Slow Gameplay: I also do not care for the show’s sluggish gameplay. Besides the relatively lengthy pauses in between questions and building up drama, I’m not sure why the game drags the way it does in an unnecessary manner. To put it into perspective, on the first episode, only 38 questions were asked in a span of 45 minutes while around 58 questions are asked on an average 22-minute episode of Jeopardy! and nearly 30 questions are asked in an episode of Cash Cab. It also doesn’t help the show’s flow that it takes a while for contestants to build up a decent bank total in a single show with each question worth $1,000. To see the show’s first contestant, Dan McCarthy, amass a paltry sum of $27,000 over the course of almost an hour on a primetime U.S. game show is not something that is going to keep viewers interested in the show for a long period of time in future episodes. Based on McCarthy’s earning $30,000 upon answering his 50th question correctly, it seems as if the contestant who makes it through all 500 questions could win between $300,000-$500,000 in a slow and methodical fashion. It wouldn’t hurt to speed-up the pace of the game especially considering the show’s low “$1,000-a-question-on-first” payout rate. 500 Questions could at least fit a whole 50-question round into one show and make each question worth at least $1,000 whether they answered correctly or not on the first try.
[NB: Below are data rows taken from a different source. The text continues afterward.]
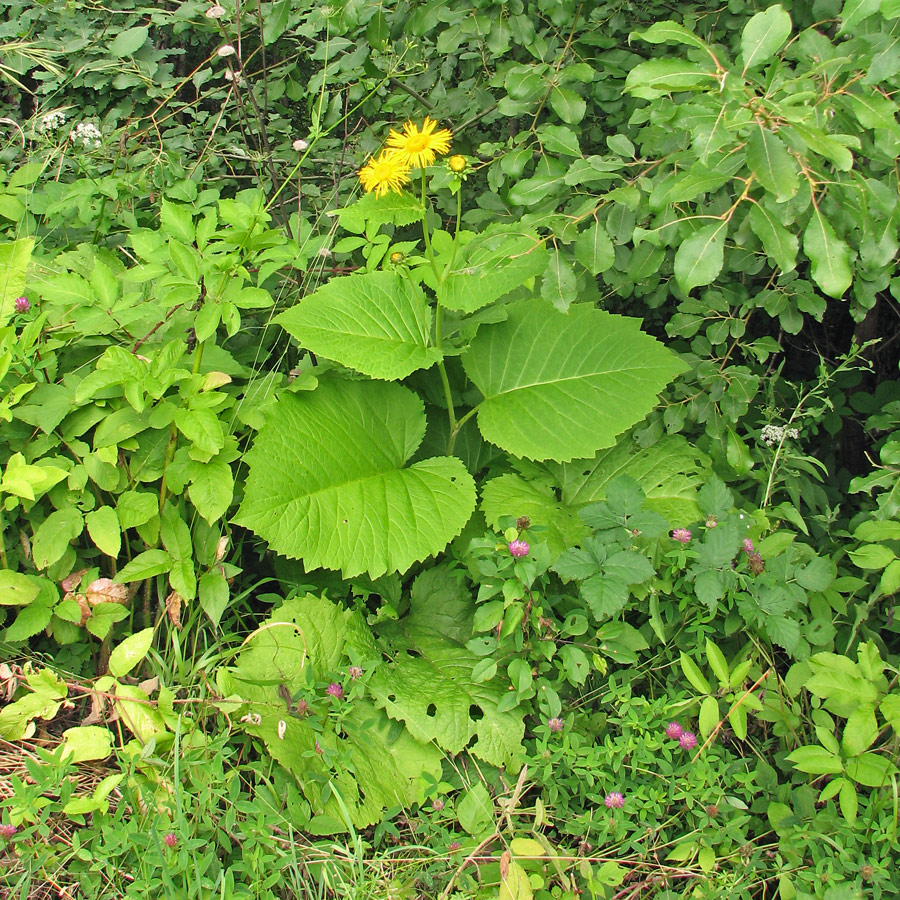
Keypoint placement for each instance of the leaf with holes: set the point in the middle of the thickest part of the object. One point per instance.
(378, 324)
(430, 687)
(328, 481)
(562, 385)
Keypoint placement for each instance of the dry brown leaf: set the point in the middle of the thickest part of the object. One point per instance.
(105, 590)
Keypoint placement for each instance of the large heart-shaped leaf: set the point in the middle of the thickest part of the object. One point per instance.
(491, 265)
(327, 481)
(378, 324)
(562, 385)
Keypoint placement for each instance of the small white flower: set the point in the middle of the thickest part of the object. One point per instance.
(87, 134)
(775, 434)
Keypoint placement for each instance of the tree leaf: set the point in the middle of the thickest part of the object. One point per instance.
(829, 255)
(54, 534)
(594, 250)
(763, 35)
(378, 324)
(560, 386)
(771, 163)
(490, 266)
(658, 77)
(103, 527)
(327, 481)
(779, 243)
(373, 763)
(431, 688)
(700, 257)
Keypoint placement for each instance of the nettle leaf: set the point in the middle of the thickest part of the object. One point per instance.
(490, 266)
(563, 385)
(763, 35)
(669, 472)
(327, 481)
(771, 163)
(369, 763)
(699, 258)
(829, 255)
(14, 259)
(431, 689)
(378, 324)
(512, 495)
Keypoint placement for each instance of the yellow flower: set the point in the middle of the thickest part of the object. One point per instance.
(386, 172)
(419, 148)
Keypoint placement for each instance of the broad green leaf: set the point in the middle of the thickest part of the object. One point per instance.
(431, 687)
(145, 565)
(594, 250)
(872, 556)
(563, 385)
(512, 495)
(54, 534)
(694, 675)
(860, 731)
(699, 258)
(490, 266)
(327, 481)
(779, 243)
(17, 589)
(856, 11)
(212, 488)
(669, 32)
(103, 527)
(658, 77)
(378, 324)
(127, 42)
(372, 763)
(669, 473)
(771, 163)
(86, 742)
(568, 105)
(829, 255)
(130, 652)
(763, 36)
(14, 259)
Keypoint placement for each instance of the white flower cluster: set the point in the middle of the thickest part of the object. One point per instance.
(87, 134)
(51, 122)
(775, 434)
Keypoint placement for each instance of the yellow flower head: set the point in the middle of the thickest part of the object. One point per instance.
(419, 148)
(386, 172)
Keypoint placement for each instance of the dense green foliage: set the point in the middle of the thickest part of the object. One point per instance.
(530, 531)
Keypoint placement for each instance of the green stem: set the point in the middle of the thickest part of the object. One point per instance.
(454, 431)
(4, 563)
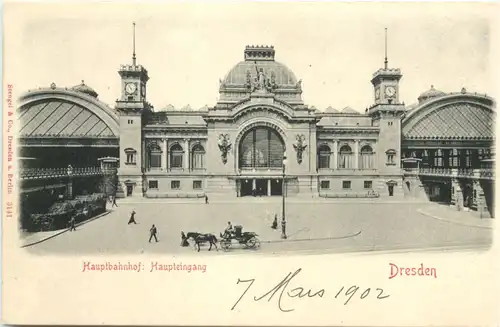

“No Saves, No Helps, No Multiple Choice” Contradiction: 500 Questions’ “no saves, no helps, no multiple choice” mantra is a bit of a misnomer considering the contestants’ strike counter resets to zero with a correct answer (which “saves” them from elimination) and the contestants have several opportunities to throw out as many guesses as possible for just about every question to remain in the game. These two aspects takes out some of the toughness in the gameplay. Also, the show’s $5,000 guaranteed milestone bonus for answering every 25th question does not help the show’s toughness case. If you’re going to create “the toughest game ever devised”, you had better bring your A-game and pull out all the stops to create a format that is just as daunting and genuinely hard as game shows like Channel 4’s Fifteen To One and The Chase, where the questions are difficult, the margin of error is very slim and it makes viewers think twice before they even think about wanting to audition for the show.